I was lucky enough to get a witch's Spell A Day Almanac for Christmas, which is my favourite thing du jour. In the introduction, the editors mentioned 'Chambers Book of Days.' Being ever-curious and drawn to unfamiliar things (I'm very fond of things I know well, but often I don't find them as interesting - often true of people, too I find, which is further proof of my ongoing selfishness, I suspect), I Google searched it this evening. I was delighted to find, as I suspected I would (if it exists it must have been partially digitised by now), that someone has put the contents of the Chambers Book Days online, so you can consult it from the comfort of your own pc chair every day.

Today's entry in the Book of Days yielded such interesting information on ways that Twelth Night Eve was often celebrated in Britain's strange past (for your info: by getting bulls to toss cakes off their horns and singing to apple trees - we crazy Engleesh), the death of Edward the Confessor and the fact that today is a feast day for "St. Syncletica (4th century ?), virgin."

Most interestingly to me, however, was the tale of Saint Simeon Stylites, founder of the so-called pillar saints, who earned their name by their peculiar means of worship. In 423, St Simeon "fixed his residence on the top of a pillar, which was at first nine feet high, but was successively raised to the somewhat incredible height of sixty feet (forty cubits). The diameter of the top of the pillar was only three feet, but it was surrounded by a railing which secured him from falling off, and afforded him some relief by leaning against it. His clothing consisted of the skins of beasts, and he wore an iron collar round his neck. He exhorted the assembled people twice a day, and spent the rest of his time in assuming various postures of devotion."

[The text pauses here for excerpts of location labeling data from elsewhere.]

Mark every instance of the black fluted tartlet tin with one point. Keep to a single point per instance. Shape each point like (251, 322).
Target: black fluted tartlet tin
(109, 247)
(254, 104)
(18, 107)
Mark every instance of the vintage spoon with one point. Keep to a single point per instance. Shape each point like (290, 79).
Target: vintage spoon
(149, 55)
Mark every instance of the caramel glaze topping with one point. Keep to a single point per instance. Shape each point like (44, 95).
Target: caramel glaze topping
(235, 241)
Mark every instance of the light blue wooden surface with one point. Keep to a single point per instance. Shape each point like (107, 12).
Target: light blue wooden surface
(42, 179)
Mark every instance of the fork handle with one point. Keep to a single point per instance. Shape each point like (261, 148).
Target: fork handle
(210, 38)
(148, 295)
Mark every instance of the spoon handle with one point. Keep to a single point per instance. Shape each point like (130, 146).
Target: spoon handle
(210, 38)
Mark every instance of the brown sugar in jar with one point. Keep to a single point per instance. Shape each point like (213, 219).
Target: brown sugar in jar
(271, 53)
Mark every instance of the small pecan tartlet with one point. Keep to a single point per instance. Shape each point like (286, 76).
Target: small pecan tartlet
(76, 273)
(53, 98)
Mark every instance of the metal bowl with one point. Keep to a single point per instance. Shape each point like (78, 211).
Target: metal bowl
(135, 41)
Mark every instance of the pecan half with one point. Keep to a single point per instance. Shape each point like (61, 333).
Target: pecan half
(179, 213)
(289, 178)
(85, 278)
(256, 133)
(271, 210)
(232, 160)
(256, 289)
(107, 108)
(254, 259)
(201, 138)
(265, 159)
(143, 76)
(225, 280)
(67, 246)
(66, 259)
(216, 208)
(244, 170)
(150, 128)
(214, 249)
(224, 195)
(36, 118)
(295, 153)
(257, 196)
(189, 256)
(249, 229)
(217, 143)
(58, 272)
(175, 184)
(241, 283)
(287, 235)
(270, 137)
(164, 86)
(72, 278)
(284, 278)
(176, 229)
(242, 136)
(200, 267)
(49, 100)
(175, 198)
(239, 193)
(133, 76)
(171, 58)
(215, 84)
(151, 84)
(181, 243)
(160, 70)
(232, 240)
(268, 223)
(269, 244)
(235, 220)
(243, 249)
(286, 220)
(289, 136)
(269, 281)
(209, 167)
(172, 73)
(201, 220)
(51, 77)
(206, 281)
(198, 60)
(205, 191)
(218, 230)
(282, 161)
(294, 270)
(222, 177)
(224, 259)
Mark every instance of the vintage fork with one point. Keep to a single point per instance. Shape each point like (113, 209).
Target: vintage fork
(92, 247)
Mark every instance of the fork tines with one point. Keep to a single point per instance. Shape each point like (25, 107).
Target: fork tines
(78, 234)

Funnily enough, there weren't ever a huge amount of pillar saints. It never really caught on. We've still got David Blaine though.

Now no one has written to me complaining that the Beautiful Things have gone, I have decided to replace them with a series of random 3-item lists. Suggestions always welcome.


Today's Cultural Confessions

1. I don't like Celebrity Big Brother, yet I will watch Dermot's supporting show if I catch it

2. I haven't seen Titanic, either of the Bridget Jones movies, any of the Godfather's or all of the Star Wars movies. And I don't want to.

3. In Les Miserables, I wanted Cosette to die because I like Eponine better.